The limits of anonymisation
by Ian Brown
Arvind Narayanan and Dr Vitaly Shmatikov (University of Texas at Austin) have a fascinating new paper on the impact of social networks on the anonymisation of personal data (thanks, Mo!):
Operators of online social networks are increasingly sharing potentially sensitive information about users and their relationships with advertisers, application developers, and data-mining researchers. Privacy is typically protected by anonymization, i.e., removing names, addresses, etc.
We present a framework for analyzing privacy and anonymity in social networks and develop a new re-identification algorithm targeting anonymized social-network graphs. To demonstrate its effectiveness on real-world networks, we show that a third of the users who can be verified to have accounts on both Twitter, a popular microblogging service, and Flickr, an online photo-sharing site, can be re-identified in the anonymous Twitter graph with only a 12% error rate.
Our de-anonymization algorithm is based purely on the network topology, does not require creation of a large number of dummy “sybil” nodes, is robust to noise and all existing defenses, and works even when the overlap between the target network and the adversary’s auxiliary information is small.
This is important information for those relying on exemptions in data protection law for the processing of anonymised data. The authors identify the following non-exhaustive list of those affected:
- Advertisers on online social networks.
- Application developers on online social networks.

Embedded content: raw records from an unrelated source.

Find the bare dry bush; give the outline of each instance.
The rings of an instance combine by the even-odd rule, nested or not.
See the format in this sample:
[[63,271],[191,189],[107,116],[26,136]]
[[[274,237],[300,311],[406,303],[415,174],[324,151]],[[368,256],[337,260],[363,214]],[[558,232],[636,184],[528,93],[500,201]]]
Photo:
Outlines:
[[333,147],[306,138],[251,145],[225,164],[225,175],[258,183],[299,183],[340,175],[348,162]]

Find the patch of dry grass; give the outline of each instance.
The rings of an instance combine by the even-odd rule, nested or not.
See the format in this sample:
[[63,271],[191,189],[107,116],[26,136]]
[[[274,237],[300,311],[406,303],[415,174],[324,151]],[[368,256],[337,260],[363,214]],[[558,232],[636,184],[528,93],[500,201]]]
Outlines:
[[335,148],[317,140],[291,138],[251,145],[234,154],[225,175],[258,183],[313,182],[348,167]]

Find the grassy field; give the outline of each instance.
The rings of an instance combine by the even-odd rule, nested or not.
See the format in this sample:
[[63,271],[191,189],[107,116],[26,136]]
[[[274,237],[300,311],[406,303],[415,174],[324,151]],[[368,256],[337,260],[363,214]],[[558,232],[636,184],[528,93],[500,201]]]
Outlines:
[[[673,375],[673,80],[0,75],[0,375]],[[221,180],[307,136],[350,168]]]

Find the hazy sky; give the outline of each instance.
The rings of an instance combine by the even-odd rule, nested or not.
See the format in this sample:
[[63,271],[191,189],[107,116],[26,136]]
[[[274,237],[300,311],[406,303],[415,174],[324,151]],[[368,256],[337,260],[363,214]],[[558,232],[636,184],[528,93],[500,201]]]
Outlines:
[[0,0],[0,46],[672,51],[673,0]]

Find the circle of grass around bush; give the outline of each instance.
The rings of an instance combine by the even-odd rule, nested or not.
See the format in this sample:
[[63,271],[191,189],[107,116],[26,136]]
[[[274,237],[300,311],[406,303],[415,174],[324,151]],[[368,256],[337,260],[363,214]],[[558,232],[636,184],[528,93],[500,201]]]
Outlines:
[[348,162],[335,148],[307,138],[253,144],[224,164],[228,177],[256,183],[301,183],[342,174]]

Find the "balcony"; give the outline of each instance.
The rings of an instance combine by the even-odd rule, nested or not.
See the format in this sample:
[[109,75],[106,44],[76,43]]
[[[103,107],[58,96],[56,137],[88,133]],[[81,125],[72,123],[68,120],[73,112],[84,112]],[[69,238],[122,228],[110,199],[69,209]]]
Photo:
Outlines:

- Anonymous graphs published for academic research–either crawled from online social networks or collected through other means.
- Phone-call graphs outsourced for fraud detection, etc.
- A variety of special-purpose graphs, such as health networks (of doctors and patients).
As it becomes increasingly easy to relink this type of data with data subjects, data protection authorities are increasingly like to apply data protection rules to this processing. The Article 29 Working Party of EU Data Protection Commissioners has published an opinion covering the definition of personal data in much more detail. On p.17, they state that the protection required for “indirectly identifiable” personal data is directly related to the ease with which it can be reidentified with an individual. It seems that Narayanan and Shmatikov’s work has raised this bar considerably.